In the afternoon of that fateful day, the three criminals accessed the bank counters after shattering the glass doors with shotguns. Fett fired several shots at the ceiling and pointed his gun at customers. A staff member nevertheless managed to set off an alarm.
Police cars arrived at the scene just when the gang members were about to take off. Fett immediately opened fire. Police officer Patrice Conrardy was fatally hit in the head and the torso. He became the first police officer to be killed in service in Luxembourg. The robbers nevertheless did not get very far. Fett was the first one to be arrested. The same fate awaited his two accomplices shortly later after police had initiated a nationwide manhunt.

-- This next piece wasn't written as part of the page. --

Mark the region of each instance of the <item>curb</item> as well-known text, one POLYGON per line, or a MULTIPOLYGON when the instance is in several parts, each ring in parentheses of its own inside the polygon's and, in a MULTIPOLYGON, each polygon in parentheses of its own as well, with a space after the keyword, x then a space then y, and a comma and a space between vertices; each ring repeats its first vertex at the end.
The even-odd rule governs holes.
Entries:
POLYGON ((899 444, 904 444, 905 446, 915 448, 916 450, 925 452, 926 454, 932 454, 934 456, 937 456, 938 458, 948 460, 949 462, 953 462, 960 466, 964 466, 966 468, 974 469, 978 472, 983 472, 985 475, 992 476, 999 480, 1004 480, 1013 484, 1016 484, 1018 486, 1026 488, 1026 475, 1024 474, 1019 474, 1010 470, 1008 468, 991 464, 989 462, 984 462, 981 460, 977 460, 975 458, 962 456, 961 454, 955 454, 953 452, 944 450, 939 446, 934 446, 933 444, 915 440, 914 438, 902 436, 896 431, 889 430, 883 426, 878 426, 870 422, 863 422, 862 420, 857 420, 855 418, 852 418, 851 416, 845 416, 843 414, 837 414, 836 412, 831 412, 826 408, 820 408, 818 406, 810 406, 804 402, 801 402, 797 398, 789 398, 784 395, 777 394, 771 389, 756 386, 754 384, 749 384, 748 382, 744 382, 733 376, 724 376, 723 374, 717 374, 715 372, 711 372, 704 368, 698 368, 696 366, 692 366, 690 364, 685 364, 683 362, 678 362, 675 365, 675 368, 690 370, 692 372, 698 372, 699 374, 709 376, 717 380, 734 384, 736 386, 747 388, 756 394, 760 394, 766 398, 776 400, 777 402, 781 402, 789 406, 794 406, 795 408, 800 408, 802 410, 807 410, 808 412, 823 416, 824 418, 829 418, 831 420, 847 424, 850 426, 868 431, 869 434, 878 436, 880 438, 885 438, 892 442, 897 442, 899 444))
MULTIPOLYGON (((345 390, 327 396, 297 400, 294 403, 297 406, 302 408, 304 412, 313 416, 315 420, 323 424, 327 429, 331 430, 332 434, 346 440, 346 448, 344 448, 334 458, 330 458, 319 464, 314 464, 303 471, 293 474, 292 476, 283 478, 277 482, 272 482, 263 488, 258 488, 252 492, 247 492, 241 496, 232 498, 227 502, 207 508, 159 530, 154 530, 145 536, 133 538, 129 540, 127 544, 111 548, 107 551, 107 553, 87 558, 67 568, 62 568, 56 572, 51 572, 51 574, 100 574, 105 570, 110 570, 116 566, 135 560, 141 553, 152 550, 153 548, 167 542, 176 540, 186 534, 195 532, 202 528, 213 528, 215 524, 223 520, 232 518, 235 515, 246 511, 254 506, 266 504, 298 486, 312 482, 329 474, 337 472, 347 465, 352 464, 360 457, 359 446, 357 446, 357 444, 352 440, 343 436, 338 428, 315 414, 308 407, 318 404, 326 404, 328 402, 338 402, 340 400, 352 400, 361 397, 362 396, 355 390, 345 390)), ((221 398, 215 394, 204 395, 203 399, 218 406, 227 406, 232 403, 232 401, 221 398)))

Burned bodies and prisonbreak
The ensuing investigation revealed the true extent of the gang leader's proclivity for violence. Fett had murdered five other gang members in Waldbillig - most probably to settle a score. Their bodies had been burned in an oil drum and their remains buried.
The main members Carlo Fett, Jos Bernardy, Guy Hertert and Nico Reisdorff were sentenced to life in prison. Reisdorff, who later wrote an autobiography in which he detailed his troublesome childhood and gradual fall into criminal circles, spent 39 months in an isolation cell at Schrassig prison. Amnesty International contacted the Minister of Justice in 1992 and argued that the authorities were breaching human rights.
Fett managed to escape from prison on 29 May 1995 using a ladder he made himself. The investigation into the escape found that "human negligence" had been a key factor. He remained at large for 10 days but eventually got caught. He died in prison eight years later.